It is commonly accepted that effective self-management is mandatory, particularly in leading management positions. Effective management entails effective self-management, i.e. the effective and optimal use of one’s own resources. Yet, how can managers become effective when the complexity of procedures and the expectations posed towards their leadership are constantly growing?

“Self-management in its traditional sense is primarily associated with effectiveness and efficiency. Self-management pertains the knowledge of how to systematically set priorities, plan and implement assignments, while at the same time never losing sight of the important factor of time,” explains renowned author and consultant Thomas Gelmi, founder of Swiss-based consulting agency Movadis, whose latest book Durchstarten (Taking Off) about personal and interpersonal competence has just been released.

The time factor

An equally widely used term in the business world is the word ‘time-management‘. “I disapprove of the use of the term time-management in connection with self-management,“ says Gelmi. “You cannot manage time. Time exists. Each day has 24 hours and these do not increase if you ‘manage’ them exceptionally well. You may, however, influence the manner in which you make use of the time at your disposal,” Gelmi notes.
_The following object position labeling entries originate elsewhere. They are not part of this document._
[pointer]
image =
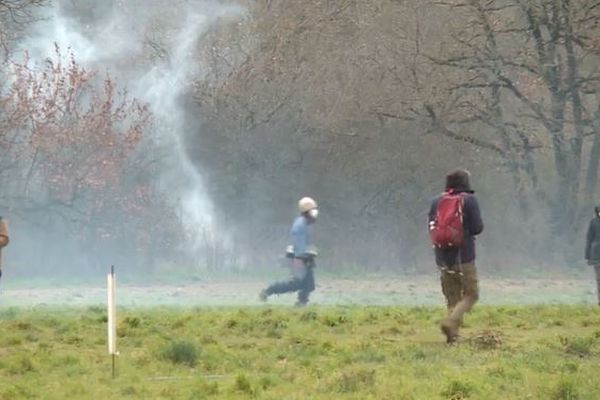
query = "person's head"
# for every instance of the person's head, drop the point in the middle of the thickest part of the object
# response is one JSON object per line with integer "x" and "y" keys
{"x": 458, "y": 180}
{"x": 308, "y": 208}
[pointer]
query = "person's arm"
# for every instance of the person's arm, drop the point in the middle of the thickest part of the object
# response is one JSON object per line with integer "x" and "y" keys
{"x": 300, "y": 239}
{"x": 590, "y": 236}
{"x": 473, "y": 221}
{"x": 3, "y": 233}
{"x": 432, "y": 211}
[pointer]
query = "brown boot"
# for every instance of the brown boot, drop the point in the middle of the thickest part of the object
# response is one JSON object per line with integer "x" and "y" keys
{"x": 449, "y": 329}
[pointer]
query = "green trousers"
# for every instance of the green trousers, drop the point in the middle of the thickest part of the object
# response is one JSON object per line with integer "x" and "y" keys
{"x": 461, "y": 289}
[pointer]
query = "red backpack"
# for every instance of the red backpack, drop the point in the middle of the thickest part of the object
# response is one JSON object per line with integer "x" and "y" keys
{"x": 446, "y": 230}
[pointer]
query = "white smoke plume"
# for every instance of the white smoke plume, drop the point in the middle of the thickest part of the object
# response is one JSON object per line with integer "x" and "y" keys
{"x": 149, "y": 46}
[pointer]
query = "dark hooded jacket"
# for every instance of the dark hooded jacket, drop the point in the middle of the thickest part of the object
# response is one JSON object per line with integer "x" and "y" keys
{"x": 472, "y": 224}
{"x": 592, "y": 244}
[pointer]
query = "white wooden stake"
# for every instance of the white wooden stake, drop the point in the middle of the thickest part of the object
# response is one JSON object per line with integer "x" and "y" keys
{"x": 112, "y": 317}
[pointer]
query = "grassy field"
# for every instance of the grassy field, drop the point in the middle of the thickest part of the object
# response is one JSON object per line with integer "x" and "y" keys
{"x": 353, "y": 352}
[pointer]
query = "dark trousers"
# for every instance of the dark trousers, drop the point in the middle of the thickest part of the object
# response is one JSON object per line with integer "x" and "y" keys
{"x": 303, "y": 281}
{"x": 597, "y": 270}
{"x": 461, "y": 291}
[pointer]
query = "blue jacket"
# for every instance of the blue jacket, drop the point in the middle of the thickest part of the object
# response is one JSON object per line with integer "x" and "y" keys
{"x": 473, "y": 226}
{"x": 300, "y": 236}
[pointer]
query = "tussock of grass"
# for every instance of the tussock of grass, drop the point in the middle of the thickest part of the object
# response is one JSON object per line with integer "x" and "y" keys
{"x": 316, "y": 353}
{"x": 181, "y": 352}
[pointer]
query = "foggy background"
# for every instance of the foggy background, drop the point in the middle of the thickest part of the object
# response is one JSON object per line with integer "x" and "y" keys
{"x": 176, "y": 138}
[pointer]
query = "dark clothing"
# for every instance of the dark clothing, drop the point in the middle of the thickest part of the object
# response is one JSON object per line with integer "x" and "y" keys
{"x": 303, "y": 281}
{"x": 472, "y": 225}
{"x": 592, "y": 244}
{"x": 597, "y": 271}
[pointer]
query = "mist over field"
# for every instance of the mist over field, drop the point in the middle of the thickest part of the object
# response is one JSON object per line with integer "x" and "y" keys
{"x": 176, "y": 142}
{"x": 174, "y": 139}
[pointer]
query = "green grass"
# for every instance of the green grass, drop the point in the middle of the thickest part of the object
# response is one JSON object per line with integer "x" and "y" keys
{"x": 537, "y": 352}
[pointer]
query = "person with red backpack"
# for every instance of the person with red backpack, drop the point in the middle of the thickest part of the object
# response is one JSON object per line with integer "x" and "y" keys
{"x": 454, "y": 221}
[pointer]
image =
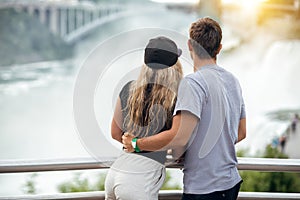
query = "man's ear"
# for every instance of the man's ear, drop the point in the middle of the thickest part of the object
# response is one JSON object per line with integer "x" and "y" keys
{"x": 190, "y": 45}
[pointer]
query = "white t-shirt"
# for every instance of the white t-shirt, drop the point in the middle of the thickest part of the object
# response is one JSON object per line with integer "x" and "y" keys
{"x": 215, "y": 97}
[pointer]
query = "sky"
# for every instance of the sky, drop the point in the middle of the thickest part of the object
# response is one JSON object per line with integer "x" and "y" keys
{"x": 176, "y": 1}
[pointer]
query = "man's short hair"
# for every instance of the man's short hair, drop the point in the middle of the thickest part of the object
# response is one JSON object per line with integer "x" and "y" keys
{"x": 205, "y": 37}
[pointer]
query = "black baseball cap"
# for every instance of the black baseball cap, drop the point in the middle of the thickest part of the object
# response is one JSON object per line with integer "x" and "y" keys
{"x": 161, "y": 52}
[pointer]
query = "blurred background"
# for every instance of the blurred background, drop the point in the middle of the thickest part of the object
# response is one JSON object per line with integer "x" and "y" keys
{"x": 43, "y": 44}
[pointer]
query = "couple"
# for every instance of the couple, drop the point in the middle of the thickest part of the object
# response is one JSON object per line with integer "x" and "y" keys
{"x": 201, "y": 115}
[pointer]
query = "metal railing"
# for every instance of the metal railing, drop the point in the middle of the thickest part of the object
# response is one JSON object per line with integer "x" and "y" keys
{"x": 256, "y": 164}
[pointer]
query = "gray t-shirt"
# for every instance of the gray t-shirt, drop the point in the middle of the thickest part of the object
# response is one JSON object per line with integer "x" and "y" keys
{"x": 215, "y": 97}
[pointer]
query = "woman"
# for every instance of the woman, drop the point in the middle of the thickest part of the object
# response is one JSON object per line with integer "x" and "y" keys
{"x": 145, "y": 107}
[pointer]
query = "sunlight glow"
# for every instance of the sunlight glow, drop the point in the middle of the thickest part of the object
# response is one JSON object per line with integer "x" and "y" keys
{"x": 245, "y": 4}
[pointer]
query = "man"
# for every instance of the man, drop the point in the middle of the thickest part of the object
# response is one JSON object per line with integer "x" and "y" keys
{"x": 209, "y": 119}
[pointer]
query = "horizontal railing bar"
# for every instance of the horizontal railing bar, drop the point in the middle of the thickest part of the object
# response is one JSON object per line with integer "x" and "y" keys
{"x": 255, "y": 164}
{"x": 16, "y": 166}
{"x": 269, "y": 164}
{"x": 163, "y": 195}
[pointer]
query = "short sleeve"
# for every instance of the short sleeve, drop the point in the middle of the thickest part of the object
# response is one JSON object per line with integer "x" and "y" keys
{"x": 124, "y": 94}
{"x": 190, "y": 97}
{"x": 243, "y": 110}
The age-old topic of time-management

‘The time we receive is not short, but we make it so; nor do we have any lack of it, but are wasteful of it,’ wrote famous ancient Roman philosopher Seneca and thus showed that time management has been up for discussion for centuries.

Yet how can we make use of our time in a less wasteful manner? By focusing on one project at a time? By taking a step back, by recharging our batteries or by balancing our life? Particularly work-life-balance is more important than our performance-focused society is aware of.
“Tightly scheduled all-day meeting marathons are a widely spread phenomenon. Meetings very often exceed their scheduled timeframe thus producing delays in ensuing meetings. With virtually no time in-between to catch some breath or even to review the last meeting, the perceived stress level may easily increase. Long meetings without a proper break can be equally exhausting,” says Gelmi, criticising the all too common predicaments of professional routine.

Thomas Gelmi Buch2

Management of meetings

In order to avoid situations like the above, some enterprises have started to limit their meetings to 45 or 50 minutes. They have also introduced a highly effective meeting management or rather meeting discipline – a step explicitly supported by Gelmi: “All participants benefit from clearly structured meetings. They have ten or even 15 minutes in-between meetings where they will be able to wind down, review some points, make notes, or prepare for the next meeting.“


When someone states ‘I don’t have time’, he or she actually means ‘I have other priorities’. A more fitting answer would thus be ‘I don’t use my time to do this as I am employing my time on another matter’.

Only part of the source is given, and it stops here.